Pero, incluso si lo conseguía (no, dijo una parte de ella, no «si lo conseguía» sino «cuando lo consiguiera»), ¿cómo podía tener esperanzas de poner las manos sobre semejante gema? Los elementales ya no le servirían. No tenían el poder para transportar objetos físicos entre dimensiones. Ygorla frunció el entrecejo, consciente de que Calvi seguía mirándola, tenso y aguardando. Calvi creía que podía hacerlo y quería que lo hiciera, que llevara a cabo la demostración definitiva de su poder y su supremacía. Ygorla también quería. Pensó en su padre acobardado y asustado, Narid-na-Gost, y pensó en Ailind con su arrogante y fingido desinterés, y pensó en todos los despreciables mortales que correteaban como ratas intentando morderse sus propias colas en sus esfuerzos por vencerla, y de pronto se percató de que nunca había deseado algo en la vida con tantas fuerzas como aquello. El Caos y el Orden. El poder absoluto, sin nada ni nadie que se le opusiera. Oh, sí, pensó. Oh, sí. Pero ¿cómo conseguir la gema…?

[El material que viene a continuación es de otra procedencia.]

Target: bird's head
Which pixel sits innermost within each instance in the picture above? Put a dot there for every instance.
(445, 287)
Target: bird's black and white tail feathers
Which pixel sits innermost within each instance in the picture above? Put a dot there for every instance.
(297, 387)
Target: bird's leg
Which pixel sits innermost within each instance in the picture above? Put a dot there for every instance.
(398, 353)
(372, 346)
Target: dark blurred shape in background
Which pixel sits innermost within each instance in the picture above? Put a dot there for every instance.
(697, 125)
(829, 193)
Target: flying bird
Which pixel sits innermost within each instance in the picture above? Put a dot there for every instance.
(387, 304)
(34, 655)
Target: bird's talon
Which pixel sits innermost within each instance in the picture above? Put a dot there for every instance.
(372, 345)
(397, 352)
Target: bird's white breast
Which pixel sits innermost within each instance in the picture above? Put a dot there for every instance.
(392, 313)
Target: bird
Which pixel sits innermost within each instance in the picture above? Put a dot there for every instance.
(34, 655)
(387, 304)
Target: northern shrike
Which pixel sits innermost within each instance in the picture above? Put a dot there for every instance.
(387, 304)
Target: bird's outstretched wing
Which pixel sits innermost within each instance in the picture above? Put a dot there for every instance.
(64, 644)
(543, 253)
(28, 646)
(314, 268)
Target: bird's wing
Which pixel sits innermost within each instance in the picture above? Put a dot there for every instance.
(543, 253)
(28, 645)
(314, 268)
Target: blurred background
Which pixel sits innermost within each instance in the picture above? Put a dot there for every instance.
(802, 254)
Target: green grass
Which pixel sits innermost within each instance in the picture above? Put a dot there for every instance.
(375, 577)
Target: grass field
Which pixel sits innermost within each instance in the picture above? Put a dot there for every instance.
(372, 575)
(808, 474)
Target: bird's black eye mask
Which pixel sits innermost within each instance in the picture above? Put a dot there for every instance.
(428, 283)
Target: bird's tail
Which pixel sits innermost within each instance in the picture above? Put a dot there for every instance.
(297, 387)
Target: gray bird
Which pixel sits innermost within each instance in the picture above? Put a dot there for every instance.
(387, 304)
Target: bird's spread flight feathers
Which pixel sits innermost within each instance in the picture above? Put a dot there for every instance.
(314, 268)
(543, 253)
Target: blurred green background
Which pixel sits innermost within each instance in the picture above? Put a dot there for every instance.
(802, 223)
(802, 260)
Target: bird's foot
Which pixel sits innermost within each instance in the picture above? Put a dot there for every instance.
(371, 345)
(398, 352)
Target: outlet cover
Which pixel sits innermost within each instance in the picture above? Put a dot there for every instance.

Y entonces, como la luz surgiendo en un horizonte oscuro, Ygorla se acordó de la Puerta del Caos.

Capítulo XX

E
l elemental comenzó a chillar en un tono agudo y suplicante.

—¡Señora, perdonadme la vida! ¡Perdonadme la vida y os serviré fielmente para toda la eternidad, del mismo modo que intento serviros ahora! ¡No puedo hacer nada más! ¡No puedo hacer nada más!